To encourage people to gamble? At taxpayers' expense? To rebuild casinos after one of the hurricanes? I can't come up with an honest, ethical reason for that particular State agency to be floating its own bonds. What is this about?

Comments

  • These bonds completely disconnect the use of the proceeds from source of revenue to pay for them.

    These are revenue bonds, backed and paid for exclusively from, as you speculated, riverboat gambling. Okay, not exactly something that colorful, but pretty close. However, the money goes to something more productive - infrastructure.

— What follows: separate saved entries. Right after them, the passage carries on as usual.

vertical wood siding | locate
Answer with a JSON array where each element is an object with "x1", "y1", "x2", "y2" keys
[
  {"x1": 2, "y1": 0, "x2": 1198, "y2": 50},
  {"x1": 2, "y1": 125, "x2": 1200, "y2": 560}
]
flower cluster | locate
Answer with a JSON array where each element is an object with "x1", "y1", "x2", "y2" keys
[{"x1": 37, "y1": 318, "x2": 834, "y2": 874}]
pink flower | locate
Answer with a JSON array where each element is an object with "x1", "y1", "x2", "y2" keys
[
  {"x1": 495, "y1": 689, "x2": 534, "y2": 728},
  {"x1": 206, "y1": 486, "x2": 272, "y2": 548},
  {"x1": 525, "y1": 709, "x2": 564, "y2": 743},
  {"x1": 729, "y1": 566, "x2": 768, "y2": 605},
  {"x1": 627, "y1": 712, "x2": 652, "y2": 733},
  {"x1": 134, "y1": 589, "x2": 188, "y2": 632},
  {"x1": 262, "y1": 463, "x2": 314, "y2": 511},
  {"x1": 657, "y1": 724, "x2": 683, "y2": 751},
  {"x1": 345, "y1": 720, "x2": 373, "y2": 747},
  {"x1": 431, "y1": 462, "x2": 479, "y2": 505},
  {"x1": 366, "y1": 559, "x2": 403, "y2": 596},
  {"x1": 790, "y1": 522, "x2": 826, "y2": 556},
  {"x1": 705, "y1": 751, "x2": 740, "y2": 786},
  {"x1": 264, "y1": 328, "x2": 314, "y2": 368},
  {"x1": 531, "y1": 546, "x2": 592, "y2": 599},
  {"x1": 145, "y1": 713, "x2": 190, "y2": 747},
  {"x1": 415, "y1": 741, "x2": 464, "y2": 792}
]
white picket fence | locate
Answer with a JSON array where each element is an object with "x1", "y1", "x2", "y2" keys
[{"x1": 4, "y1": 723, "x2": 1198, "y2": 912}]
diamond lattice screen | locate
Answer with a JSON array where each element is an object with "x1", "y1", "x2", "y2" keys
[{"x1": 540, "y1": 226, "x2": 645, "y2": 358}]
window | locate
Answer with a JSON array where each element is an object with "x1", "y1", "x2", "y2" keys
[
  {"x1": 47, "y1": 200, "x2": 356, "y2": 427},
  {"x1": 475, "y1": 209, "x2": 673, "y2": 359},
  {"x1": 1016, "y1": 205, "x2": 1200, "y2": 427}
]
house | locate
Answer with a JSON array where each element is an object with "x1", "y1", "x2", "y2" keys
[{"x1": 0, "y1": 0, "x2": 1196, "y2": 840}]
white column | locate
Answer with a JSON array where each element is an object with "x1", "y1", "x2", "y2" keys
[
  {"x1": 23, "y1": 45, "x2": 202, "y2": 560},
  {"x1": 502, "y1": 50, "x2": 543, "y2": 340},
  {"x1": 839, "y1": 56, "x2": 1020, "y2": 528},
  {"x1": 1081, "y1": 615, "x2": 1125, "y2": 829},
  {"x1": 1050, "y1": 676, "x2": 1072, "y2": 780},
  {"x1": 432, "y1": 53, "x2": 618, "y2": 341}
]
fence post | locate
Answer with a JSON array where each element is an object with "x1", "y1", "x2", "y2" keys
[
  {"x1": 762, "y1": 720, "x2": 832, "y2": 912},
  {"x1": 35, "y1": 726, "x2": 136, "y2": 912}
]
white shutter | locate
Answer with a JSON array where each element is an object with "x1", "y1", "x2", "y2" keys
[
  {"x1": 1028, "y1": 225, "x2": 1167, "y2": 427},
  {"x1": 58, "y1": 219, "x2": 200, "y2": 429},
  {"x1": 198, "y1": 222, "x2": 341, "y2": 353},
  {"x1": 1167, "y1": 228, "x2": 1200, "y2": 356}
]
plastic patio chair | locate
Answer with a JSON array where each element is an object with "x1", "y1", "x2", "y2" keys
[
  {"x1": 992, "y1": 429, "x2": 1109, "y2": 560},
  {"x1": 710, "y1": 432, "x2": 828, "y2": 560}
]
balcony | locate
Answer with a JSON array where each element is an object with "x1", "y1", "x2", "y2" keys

    I'm guessing these are the bonds the fund is invested in:
    In October 2015, the State issued $200,000,000 in Gaming Tax Revenue Bonds (Series 2015E). The proceeds from this sale will be used for the Mississippi Department of Transportation (MDOT) to construct an over-the-railroad bridge in Vicksburg, the Local System Bridge Program within State Aid Road Fund, and for deficient bridges on state highways. The debt service revenues are derived solely from gaming tax revenue collections from casinos located along the Mississippi River and the Gulf Coast.
    https://www.treasurerlynnfitch.ms.gov/Programs/Documents/Bonds/Debt Affordability Study 2017.pdf
  • @msf Thanks. Quite clear. "These bonds completely disconnect the use of the proceeds from source of revenue to pay for them..." Reminds me of our city trash collection fee. It went up from $45 to $90 in one swoop. What's the new, additional $45 for? The LIBRARIES. For better service? To be able to cease keeping some branches closed and some branches open, from day to day, on a rotating basis? No. If the fee-hike allows for the buying of new material to read, listen to or watch, that would be a good thing, anyhow. These days, libraries are so... DIFFERENT. Noisy. With "pyjama parties" with stories being read to the youngest ones. Because we've all given up the idea that mom and dad might take the time to read to their kids? Cripes. High school-age Board Members, too.